Yes, I’ve already written about board games that need an application to work, and if you’ve been following the NSKN Games Blog for some time (since its previous version in fact), you probably know my feelings about the whole thing. Up until now it has been lukewarm. However, now we have the second edition of Mansions of Madness Second Edition.
Let’s be honest, if there ever was a game that really seemed like it needed an app that would run at least some parts of it, it was Mansions of Madness. All the coolness of the game, all the immersive gimmicks and simple but effective storytelling mechanisms could not save it from its biggest flaw: the insane amount of prep required from the Keeper.
In fact, playing as the Keeper was both arduous (at least during the setup part) and stressful, as a single, tiny mistake in scenario setup (which actually requires you to play a swathe of cards in different spaces), could have catastrophic consequences. Then again, when it all worked, it worked really well.
Fantasy Flight Games had dipped their toes in the Android/Apple/PC app pond and deemed it worthy to marry some of their games with apps. Thus XCOM was designed, and although generally acclaimed, it did not avoid a few missteps spawned by its creators’ hubris: the game came with manual, so players could not refresh the rules during the game, or go back and read fragments they would disagree upon.
Soon afterwards, another big step was made, this time marrying an existing game with an app. Descent: Road to Legend created a new mode of play, a fully cooperative one, where the Overlord would no longer be a human player. Instead, all players could work together to fight the AI, and through a set of separate quests go through a full cooperative campaign.
Mansions of Madness Second Edition did a very similar thing. The Keeper Player was taken out of the equation, and players now fight as Investigators against an opponent that fits on a tiny fraction of a flash drive. And yet, despite its tiny size, it turns out to be a formidable foe.
On the one hand, it seems only natural that the heavy lifting would now be outsourced to an electronic device. Instead of building a complex system the players would have to follow (which includes correctly recognizing proper outcomes of edge cases), an app does all that for them.
On the other hand, it may seem a little disturbing that a revamped version of a fully analogue game now needs an app to work, or that a once discontinued physical product now makes a return as a set of blips on a touch screen.

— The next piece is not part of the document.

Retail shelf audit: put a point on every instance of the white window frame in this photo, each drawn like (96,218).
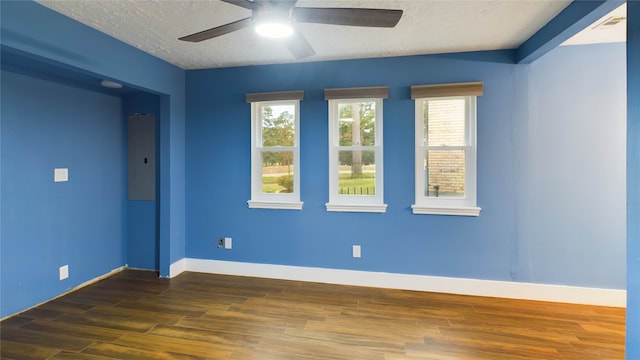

Personally, I know that my interest with playing Mansions of Madness has risen significantly, and simply downloading an app seems like a much faster route to playing cooperative Descent than building a fan-made set of card to breathe some artificial life into monsters, traps and the dungeon itself. And yet, my previous trepidation still stands: I am afraid of what happens when partly digitalized board games start facing video games on their own turf.
I would be interested to hear your thoughts. And one more thing: who knows when the Imperial Assault app will finally drop?